US: One thing I noticed, and I’m not very happy about is, that he was never interested in capturing the core of my art. 
Were you surprised when seeing the film that it was much more about your relationship than just your work?

NS: I knew it, because in the beginning they were trying to be like a journalist or filmmaker, so they tried to do interviews with us. But gradually, they became grownups and Zachary started his own ideas. But it took a few years too. He established his ideas, and at that time he started coming to film more of me. So I could see it was not a normal film about artists. I’m very happy with it, but actually even after he finished, I started complaining that our life is more difficult than you saw. Like when Ushio came back from Japan and I counted it the money, it wasn’t enough. I said, “It’s not enough for one months rent!” But he cuts it off because it was too bitter.
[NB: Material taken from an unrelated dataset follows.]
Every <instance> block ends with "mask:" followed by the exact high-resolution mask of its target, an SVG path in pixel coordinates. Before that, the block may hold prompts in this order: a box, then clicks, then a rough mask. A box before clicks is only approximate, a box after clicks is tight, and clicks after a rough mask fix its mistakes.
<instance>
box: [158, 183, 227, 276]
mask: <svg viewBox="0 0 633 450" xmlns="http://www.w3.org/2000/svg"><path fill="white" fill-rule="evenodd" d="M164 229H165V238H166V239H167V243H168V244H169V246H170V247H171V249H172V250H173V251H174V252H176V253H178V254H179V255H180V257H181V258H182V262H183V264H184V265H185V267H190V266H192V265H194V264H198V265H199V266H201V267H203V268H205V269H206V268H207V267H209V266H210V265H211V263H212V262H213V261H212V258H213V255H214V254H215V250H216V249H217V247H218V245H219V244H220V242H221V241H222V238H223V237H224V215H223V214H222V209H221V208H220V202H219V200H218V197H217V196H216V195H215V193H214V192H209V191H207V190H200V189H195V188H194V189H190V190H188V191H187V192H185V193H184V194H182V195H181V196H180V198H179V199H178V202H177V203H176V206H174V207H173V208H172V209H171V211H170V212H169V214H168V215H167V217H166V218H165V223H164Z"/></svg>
US: I find it surprising that it turned out to be a love story, but a love story without a kiss scene—but what can I say, this is a movie. 
But there is a kiss in the elevator! When she says that if you make money from your show, she’ll get to keep it. Did you ever think that your personal story would turn out to be a universal tale about love?

Relationships continue forever, all the time, all over the world so the relationship of Cutie and Bully looks extreme, I thought, but everybody agreed and most men and women laughed. To see his film and my work inside, the theme of the film is going to be universal because it’s love and relationships and the struggling of life for everybody. If the advertisement was right, people love it and I hope they see it again and again.
US: More than something that’s universal to a general audience, is that this film must be very shocking to artists, meaning that it shows no hope for artists. There is a constant struggle for fame and riches and stability and all that and they will realize that I will continue struggling.
Yes, I can see that but there’s also a hope in how passionate you both are. Art is what has fueled your life and a lot of people nowadays lack that sort of devotion and their ambition gets deluded by other concerns.
NS: If people can feel more passionate or encouraged after seeing the film, I think people can see more chance.
US: I agree that this will give a hope to audiences—the fact that we are together and struggling to make art—but for me, art is still a demon. I’m still being dragged around by this demon to hell and I will continue to fight until I die to make things. This I learned from the masters of Renaissance art and their lives.
Watching the film together, have you learned a lot about each other or see things from a different perspective now?
NS: I did not learn anything and it did not change anything. 
US: What I realized learned, was that she has always loved me. That’s the first time I realized that, after I watched the movie and that’s actually a fantastic thing. When I started 40 years ago, when we started together, I actually thought that she was actually a drag to my art career.
[Noriko sighs, then laughs]
She would steal my paints and that was a problem. She even  stole my liquor and that was a problem!
NS: He didn’t have money to buy his on liquor and he invited me to live with him and was watching my bank account to pay his rent.
US: I think that she’s actually grown since Zach came and started filming us because all these interviews and shooting, it’s made her confident.
NS: That’s a lie. I started Cutie in the beginning of 2006 and the idea of Cutie came in 2002, so in those times I was searching my inside. Those years are the process of my growing up, not the time of Zach. When Zach came that was nearing the end of my comic book—I already did it before I met him. So my educating of myself came before that. He tried to ignore it because he saw only what went through the camera, that’s why he said so, but it came before. I established over there, [points to her section of the studio] my country. At that time we had only one space, and Uishio was working here and it was so mixed, so one day I established, that’s my country, never bother me over there. So living with him for 40 years I was educating myself and it all came to shape after 2010.